The three flags flown daily above the parade ground symbolize the nations which have held Fort Niagara. Each competed for the support of a fourth nation; the powerful Iroquois Confederacy. The French established the first post here, Fort Conti, in 1679. Its successor, Fort Denonville (1687-88) was equally short lived. In 1726 France finally erected a permanent fortification with the construction of the impressive "French Castle." Britain gained control of Fort Niagara in 1759, during the French & Indian War, after a nineteen-day siege. The British held the post throughout the American Revolution but were forced, by treaty, to yield it to the United States in 1796. Fort Niagara was recaptured by the British in 1813. It was ceded to the United States a second time in 1815 at the end of the War of 1812.
According to the United States Census Bureau, the village has a total area of 1.4 square miles (3.6 km2), of which, 1.2 square miles (3.1 km2) of it is land and 0.2 square miles (0.52 km2) of it (17.14%) is water.
New York State Route 18F (Lower River Road) parallels the Niagara River through the village and intersects Lockport St. (NY 93).

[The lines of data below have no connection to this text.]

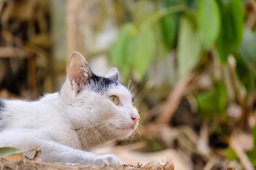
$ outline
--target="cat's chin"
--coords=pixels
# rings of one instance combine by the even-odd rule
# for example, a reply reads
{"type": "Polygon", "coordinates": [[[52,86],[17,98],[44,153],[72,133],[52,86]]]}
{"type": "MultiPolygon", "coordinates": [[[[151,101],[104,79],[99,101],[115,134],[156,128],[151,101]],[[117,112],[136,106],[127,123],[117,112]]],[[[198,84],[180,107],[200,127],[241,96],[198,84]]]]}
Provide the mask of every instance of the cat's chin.
{"type": "Polygon", "coordinates": [[[123,136],[123,137],[126,138],[132,134],[137,127],[137,125],[134,124],[126,126],[118,127],[112,124],[110,124],[109,126],[111,129],[117,132],[119,135],[123,136]]]}

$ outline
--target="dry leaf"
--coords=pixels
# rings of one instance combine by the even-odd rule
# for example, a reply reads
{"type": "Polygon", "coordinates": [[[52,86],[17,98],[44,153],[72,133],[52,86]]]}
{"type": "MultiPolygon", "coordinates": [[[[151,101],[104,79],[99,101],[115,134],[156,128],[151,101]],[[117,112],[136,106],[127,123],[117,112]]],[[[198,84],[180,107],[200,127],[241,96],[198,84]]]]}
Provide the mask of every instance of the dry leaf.
{"type": "Polygon", "coordinates": [[[227,170],[238,170],[236,168],[229,167],[227,169],[227,170]]]}
{"type": "Polygon", "coordinates": [[[166,157],[164,158],[163,162],[166,162],[164,165],[160,165],[157,161],[151,161],[143,168],[148,170],[174,170],[173,163],[169,158],[166,157]]]}

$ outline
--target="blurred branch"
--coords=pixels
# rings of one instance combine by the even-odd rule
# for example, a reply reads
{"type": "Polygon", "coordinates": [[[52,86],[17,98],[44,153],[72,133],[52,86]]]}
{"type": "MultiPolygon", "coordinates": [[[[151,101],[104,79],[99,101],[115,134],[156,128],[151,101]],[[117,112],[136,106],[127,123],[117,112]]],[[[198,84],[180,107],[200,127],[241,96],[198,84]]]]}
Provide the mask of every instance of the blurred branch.
{"type": "Polygon", "coordinates": [[[170,122],[193,77],[193,74],[187,75],[175,85],[166,102],[160,106],[157,123],[168,124],[170,122]]]}
{"type": "Polygon", "coordinates": [[[7,31],[2,30],[0,34],[0,37],[13,44],[41,57],[45,57],[49,55],[49,52],[44,49],[30,42],[25,41],[18,37],[13,35],[7,31]],[[24,44],[27,44],[27,46],[24,45],[24,44]]]}
{"type": "MultiPolygon", "coordinates": [[[[240,134],[241,135],[241,134],[240,134]]],[[[245,169],[246,170],[255,170],[252,163],[246,155],[243,147],[243,144],[239,141],[238,135],[239,134],[231,136],[230,139],[229,145],[232,149],[235,151],[240,161],[243,165],[245,169]]],[[[247,143],[248,141],[247,141],[247,143]]],[[[246,144],[247,145],[248,144],[246,144]]]]}
{"type": "Polygon", "coordinates": [[[178,12],[183,11],[185,11],[186,9],[186,7],[182,4],[171,6],[159,10],[142,22],[139,26],[139,29],[146,28],[166,15],[178,12]]]}

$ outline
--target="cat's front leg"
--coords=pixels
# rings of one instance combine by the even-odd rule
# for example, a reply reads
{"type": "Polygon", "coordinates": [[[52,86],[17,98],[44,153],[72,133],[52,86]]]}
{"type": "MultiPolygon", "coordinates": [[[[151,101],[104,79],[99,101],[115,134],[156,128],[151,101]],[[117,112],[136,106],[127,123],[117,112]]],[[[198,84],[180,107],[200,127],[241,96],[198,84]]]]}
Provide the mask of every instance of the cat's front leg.
{"type": "MultiPolygon", "coordinates": [[[[102,155],[96,155],[91,157],[90,164],[99,166],[112,166],[118,167],[121,166],[121,162],[115,156],[112,154],[106,154],[102,155]]],[[[85,159],[88,159],[85,156],[85,159]]],[[[81,160],[83,161],[83,160],[81,160]]]]}
{"type": "MultiPolygon", "coordinates": [[[[99,166],[119,167],[121,165],[121,161],[114,155],[97,155],[75,149],[55,141],[42,139],[36,136],[36,132],[33,132],[28,129],[20,129],[0,132],[0,148],[14,147],[24,150],[38,148],[41,151],[39,158],[47,162],[76,163],[99,166]]],[[[36,133],[38,134],[38,132],[36,133]]],[[[43,133],[41,134],[44,137],[43,133]]],[[[24,155],[32,158],[35,153],[35,151],[33,151],[25,152],[24,155]]]]}

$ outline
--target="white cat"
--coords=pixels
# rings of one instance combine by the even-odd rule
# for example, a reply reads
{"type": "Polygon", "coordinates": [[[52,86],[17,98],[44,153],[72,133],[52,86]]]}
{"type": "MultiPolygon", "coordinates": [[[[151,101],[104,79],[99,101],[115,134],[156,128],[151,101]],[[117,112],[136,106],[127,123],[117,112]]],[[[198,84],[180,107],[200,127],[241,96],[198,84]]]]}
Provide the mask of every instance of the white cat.
{"type": "MultiPolygon", "coordinates": [[[[0,148],[39,148],[46,161],[119,166],[112,155],[89,152],[133,134],[139,116],[132,94],[117,81],[117,68],[96,76],[78,52],[71,54],[67,71],[60,92],[35,102],[0,99],[0,148]]],[[[24,155],[32,158],[35,152],[24,155]]]]}

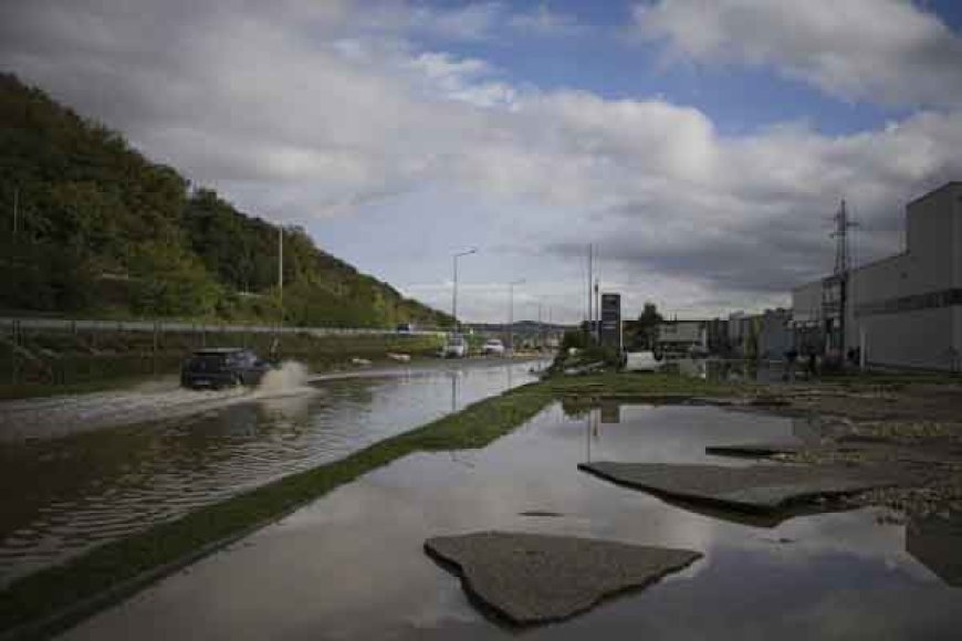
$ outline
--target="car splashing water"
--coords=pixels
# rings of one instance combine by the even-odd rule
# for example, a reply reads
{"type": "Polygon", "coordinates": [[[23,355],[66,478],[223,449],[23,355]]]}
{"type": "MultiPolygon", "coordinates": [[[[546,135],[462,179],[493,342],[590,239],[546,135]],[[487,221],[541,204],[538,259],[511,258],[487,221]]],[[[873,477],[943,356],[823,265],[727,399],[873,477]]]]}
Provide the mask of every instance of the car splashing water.
{"type": "Polygon", "coordinates": [[[0,586],[94,545],[349,454],[533,379],[531,362],[318,380],[286,361],[253,389],[149,388],[0,403],[0,586]]]}
{"type": "Polygon", "coordinates": [[[291,393],[310,390],[307,368],[303,362],[285,360],[276,369],[268,371],[261,379],[255,395],[291,393]]]}

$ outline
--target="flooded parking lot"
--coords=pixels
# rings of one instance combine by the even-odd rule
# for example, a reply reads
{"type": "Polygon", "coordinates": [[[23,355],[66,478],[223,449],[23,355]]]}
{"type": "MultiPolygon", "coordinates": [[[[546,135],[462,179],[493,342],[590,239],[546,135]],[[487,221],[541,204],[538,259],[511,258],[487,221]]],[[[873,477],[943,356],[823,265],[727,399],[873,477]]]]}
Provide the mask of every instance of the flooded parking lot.
{"type": "Polygon", "coordinates": [[[168,577],[66,639],[499,639],[422,549],[478,530],[683,547],[704,557],[531,639],[954,639],[959,534],[878,508],[777,525],[696,512],[577,470],[587,459],[744,461],[710,444],[792,442],[811,424],[714,407],[560,404],[483,450],[396,461],[168,577]],[[954,538],[953,538],[954,537],[954,538]]]}
{"type": "Polygon", "coordinates": [[[533,380],[532,365],[436,362],[254,390],[160,381],[2,403],[0,585],[533,380]]]}

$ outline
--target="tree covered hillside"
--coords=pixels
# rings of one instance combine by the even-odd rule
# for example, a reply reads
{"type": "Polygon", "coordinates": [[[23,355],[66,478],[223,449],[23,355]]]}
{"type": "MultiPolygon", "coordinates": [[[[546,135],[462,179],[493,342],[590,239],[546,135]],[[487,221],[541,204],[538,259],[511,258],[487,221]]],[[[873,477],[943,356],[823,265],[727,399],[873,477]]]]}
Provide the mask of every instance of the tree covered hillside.
{"type": "MultiPolygon", "coordinates": [[[[0,312],[280,316],[276,227],[9,74],[0,74],[0,312]]],[[[450,323],[321,251],[303,229],[283,233],[285,323],[450,323]]]]}

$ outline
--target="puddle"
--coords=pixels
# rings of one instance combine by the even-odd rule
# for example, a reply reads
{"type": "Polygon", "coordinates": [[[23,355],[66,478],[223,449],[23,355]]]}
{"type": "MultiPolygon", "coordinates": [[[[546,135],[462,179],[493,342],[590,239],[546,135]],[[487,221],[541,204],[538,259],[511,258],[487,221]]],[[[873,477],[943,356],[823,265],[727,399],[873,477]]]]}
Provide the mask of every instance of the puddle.
{"type": "Polygon", "coordinates": [[[704,446],[793,439],[792,420],[701,407],[618,411],[618,422],[602,422],[555,406],[483,450],[396,461],[65,638],[512,638],[422,550],[433,536],[495,529],[704,554],[644,592],[525,630],[525,639],[956,638],[962,591],[934,569],[960,547],[944,532],[919,547],[874,508],[755,527],[576,467],[588,454],[739,465],[704,446]]]}
{"type": "Polygon", "coordinates": [[[45,408],[46,422],[64,421],[53,432],[66,433],[59,438],[39,429],[45,438],[24,440],[17,413],[4,406],[0,486],[8,492],[0,514],[0,585],[527,382],[531,365],[443,362],[307,388],[303,372],[289,368],[251,391],[151,389],[144,398],[125,391],[12,406],[21,412],[30,408],[31,416],[45,408]],[[184,416],[185,398],[211,404],[184,416]],[[111,402],[117,407],[101,407],[111,402]],[[130,408],[144,407],[151,408],[151,422],[87,431],[87,410],[79,411],[126,411],[135,420],[139,410],[130,408]],[[166,418],[156,420],[157,414],[166,418]],[[13,487],[17,492],[9,491],[13,487]]]}

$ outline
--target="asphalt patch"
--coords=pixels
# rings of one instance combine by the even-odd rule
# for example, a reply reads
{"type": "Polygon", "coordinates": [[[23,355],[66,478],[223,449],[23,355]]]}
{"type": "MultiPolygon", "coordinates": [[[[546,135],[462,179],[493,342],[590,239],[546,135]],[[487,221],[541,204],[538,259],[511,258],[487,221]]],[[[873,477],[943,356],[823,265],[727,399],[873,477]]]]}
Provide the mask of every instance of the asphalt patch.
{"type": "Polygon", "coordinates": [[[879,467],[839,465],[673,465],[582,463],[579,470],[651,494],[726,509],[772,513],[819,497],[898,485],[879,467]]]}
{"type": "Polygon", "coordinates": [[[687,549],[504,532],[429,538],[425,550],[461,576],[472,600],[514,626],[574,617],[701,557],[687,549]]]}

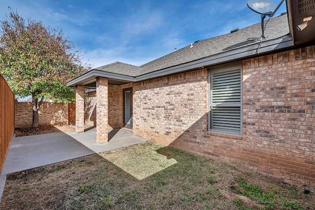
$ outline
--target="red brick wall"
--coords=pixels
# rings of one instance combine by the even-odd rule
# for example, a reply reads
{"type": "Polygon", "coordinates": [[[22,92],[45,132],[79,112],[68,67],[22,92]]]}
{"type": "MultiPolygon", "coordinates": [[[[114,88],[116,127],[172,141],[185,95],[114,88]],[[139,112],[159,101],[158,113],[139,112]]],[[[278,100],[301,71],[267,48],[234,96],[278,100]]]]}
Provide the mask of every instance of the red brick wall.
{"type": "Polygon", "coordinates": [[[208,71],[134,85],[133,132],[315,185],[314,47],[243,62],[243,134],[207,131],[208,71]]]}
{"type": "MultiPolygon", "coordinates": [[[[123,90],[132,87],[132,84],[121,86],[108,85],[108,125],[111,128],[121,128],[123,120],[123,90]]],[[[96,91],[89,92],[85,99],[85,123],[96,124],[96,91]]]]}
{"type": "Polygon", "coordinates": [[[315,185],[314,47],[243,62],[243,137],[250,164],[315,185]]]}
{"type": "MultiPolygon", "coordinates": [[[[15,127],[32,126],[32,103],[15,101],[15,127]]],[[[43,102],[38,113],[39,125],[68,124],[68,104],[43,102]]]]}

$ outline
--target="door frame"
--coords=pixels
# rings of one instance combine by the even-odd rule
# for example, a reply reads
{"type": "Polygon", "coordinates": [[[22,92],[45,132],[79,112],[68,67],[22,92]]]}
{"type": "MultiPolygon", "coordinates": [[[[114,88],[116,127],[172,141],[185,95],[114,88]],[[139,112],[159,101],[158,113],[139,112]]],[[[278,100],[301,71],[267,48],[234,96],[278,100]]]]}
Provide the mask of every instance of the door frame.
{"type": "MultiPolygon", "coordinates": [[[[133,92],[132,92],[132,88],[128,88],[123,89],[123,122],[124,123],[124,127],[126,126],[127,124],[127,122],[126,121],[126,118],[125,118],[125,114],[126,114],[126,92],[130,91],[130,119],[132,117],[132,115],[133,115],[132,113],[132,96],[133,96],[133,92]]],[[[129,128],[132,129],[132,121],[131,120],[130,122],[130,126],[131,127],[128,127],[129,128]]]]}

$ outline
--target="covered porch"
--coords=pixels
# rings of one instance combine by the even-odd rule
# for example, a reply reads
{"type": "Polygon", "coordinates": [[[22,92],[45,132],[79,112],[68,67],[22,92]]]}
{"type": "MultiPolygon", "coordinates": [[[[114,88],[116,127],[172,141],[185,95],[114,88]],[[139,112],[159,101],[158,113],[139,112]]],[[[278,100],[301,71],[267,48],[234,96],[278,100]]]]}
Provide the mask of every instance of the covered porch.
{"type": "MultiPolygon", "coordinates": [[[[76,119],[77,133],[85,132],[85,124],[93,113],[94,125],[95,126],[96,142],[105,143],[110,139],[110,129],[132,128],[132,95],[134,78],[117,75],[103,71],[94,69],[67,83],[75,88],[76,119]],[[92,94],[93,112],[87,112],[87,92],[92,94]]],[[[132,130],[131,131],[132,132],[132,130]]]]}

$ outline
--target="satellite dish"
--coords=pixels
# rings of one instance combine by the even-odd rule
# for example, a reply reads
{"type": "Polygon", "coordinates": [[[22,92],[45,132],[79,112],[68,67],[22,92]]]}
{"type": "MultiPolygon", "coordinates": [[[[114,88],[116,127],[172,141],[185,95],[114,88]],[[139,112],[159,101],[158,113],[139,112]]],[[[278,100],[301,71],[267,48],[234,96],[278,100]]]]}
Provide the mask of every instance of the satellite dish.
{"type": "Polygon", "coordinates": [[[261,31],[262,34],[260,40],[267,38],[265,35],[264,19],[266,16],[272,17],[279,8],[284,0],[282,0],[277,6],[276,3],[270,0],[250,0],[247,2],[247,6],[255,12],[261,15],[261,31]]]}
{"type": "Polygon", "coordinates": [[[250,0],[247,6],[261,15],[270,15],[277,8],[277,4],[270,0],[250,0]]]}

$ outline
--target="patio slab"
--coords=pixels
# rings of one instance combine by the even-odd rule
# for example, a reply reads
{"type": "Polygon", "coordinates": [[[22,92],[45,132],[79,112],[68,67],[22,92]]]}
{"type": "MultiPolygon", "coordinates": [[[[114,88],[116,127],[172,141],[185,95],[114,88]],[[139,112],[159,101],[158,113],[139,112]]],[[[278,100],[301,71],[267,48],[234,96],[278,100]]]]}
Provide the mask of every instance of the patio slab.
{"type": "Polygon", "coordinates": [[[96,129],[13,137],[0,176],[0,199],[6,175],[24,170],[115,150],[147,141],[129,129],[109,130],[109,142],[96,143],[96,129]]]}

New York State Route 93 (Lockport St. in the village, western terminus at NY 18F in the village).
The village is on the east bank of the Niagara River and is north of the city of Niagara Falls and the town of Lewiston. Youngstown is west of the Niagara Scenic Parkway and at the western end of the Youngstown-Lockport Road (NY-93). The village is entirely within the town of Porter. The village is across the Niagara River from the region called Niagara-on-the-Lake in Canada and the community of Niagara-on-the-Lake.
As of the census of 2000, there were 1,957 people, 809 households, and 564 families residing in the village. The population density was 1,687.5 people per square mile (651.4/km²). There were 863 housing units at an average density of 744.2 per square mile (287.2/km²). The racial makeup of the village was 98.42% White, 1.07% Native American, 0.05% from other races, and 0.46% from two or more races. Hispanic or Latino of any race were 0.77% of the population.
There were 809 households out of which 30.9% had children under the age of 18 living with them, 56.9% were married couples living together, 9.3% had a female householder with no husband present, and 30.2% were non-families. 25.7% of all households were made up of individuals and 12.0% had someone living alone who was 65 years of age or older. The average household size was 2.42 and the average family size was 2.93.
In the village, the population was spread out with 24.3% under the age of 18, 6.5% from 18 to 24, 25.8% from 25 to 44, 27.3% from 45 to 64, and 16.0% who were 65 years of age or older. The median age was 41 years. For every 100 females, there were 91.3 males. For every 100 females age 18 and over, there were 87.0 males.
The median income for a household in the village was $48,333, and the median income for a family was $60,089. Males had a median income of $47,063 versus $23,333 for females. The per capita income for the village was $23,705. About 3.0% of families and 3.9% of the population were below the poverty line, including 4.0% of those under age 18 and 4.7% of those age 65 or over.